We all clandestinely entered East Berlin in small groups of three and met up at the station near the church. Another unofficial East Berlin punk band, called Planlos, supplied most of the equipment, and the rest was provided by another band, Feeling B. We invited a handful of punky friends, and after the performance we all had to pray.
In 1988, we repeated the Toten Hosen event in another church in Pankow, this time disguised as a concert for starving Romanian orphans, with Die Vision as support. That gig we even managed to film and smuggle in our own instruments, thanks to my friends in the US Army.
You recently released Five Point One, a collection of remixes by artists such as John Foxx, Depeche Mode and Parralox in the 5.1 format often associated with cinematic releases. What pushed you in that direction?
I’ve always loved surround. It is such a different, yet authentic listening experience. It’s also a challenge to produce too. Unfortunately, most surround albums were only by bands like King Crimson or Pink Floyd, but after the release of Depeche Mode and Nick Cave in 5.1, I was thinking how nice it would be to have more albums in 5.1 by my other favourite artists too. The idea really came about after mixing “German Film Star” for the Pet Shop Boys and Sam Taylor-Wood, which I made with my studio partner Micha Adam in 5.1 surround. We had already made a collection of remixes on Reordered for Blank & Jones, which also featured my version of “A Forest” with Robert Smith, and the PSB loved my remix of the track with Bernard Sumner. So I thought about expanding on that idea and making an entire album of my remixes all in surround. One thing led to another and with each new remix job we made a 5.1 mix, until I had enough for a compilation.

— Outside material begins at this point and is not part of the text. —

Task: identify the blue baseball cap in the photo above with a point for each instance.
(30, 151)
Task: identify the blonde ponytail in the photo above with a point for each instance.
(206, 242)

Is it intimidating to work with the material of such celebrated artists?
It was actually really thrilling. The intimidation was the constant thought of what the die-hard fans would think; but, as I am a fan too, I just decided to make it like something that would I want to buy – how I would like a remix to sound.
Berlin is still going through changes, including gentrification. Is there anything that you miss from the time of the Wall?
I knew that once the Berlin Wall had fallen, the city would never be the same again. I don’t let that bother me. I think the city is still vibrant and exciting. It’s a constantly changing city. I certainly wouldn’t want the Wall back, if that’s what you mean. The feeling of having to say goodbye to your friends at the border, knowing that you had the freedom of movement but they were confined, was always very upsetting. The fact that in the West I could go into a shop and buy any record I wanted or any instrument, or say or do what I liked, was one of the things that compelled me to help my friends in any way I could. I didn’t have weapons, so I fought the commies with music.
East Germany wasn’t all bad, though. It was advert-free and quiet. People seemed to help each other much more. I always got the impression that Britain must have been like that during the war. As a Brit in Eastern Europe, we were always under scrutiny, but we weaved through the obstacles. Today, I really only miss a few things, like the adrenalin rush of successfully being let into East Berlin, or the quirkiness of East German everyday life and, of course, smuggling crap.
B-Movie opens in Germany on 21 May 2015. Keep an eye out for festival dates.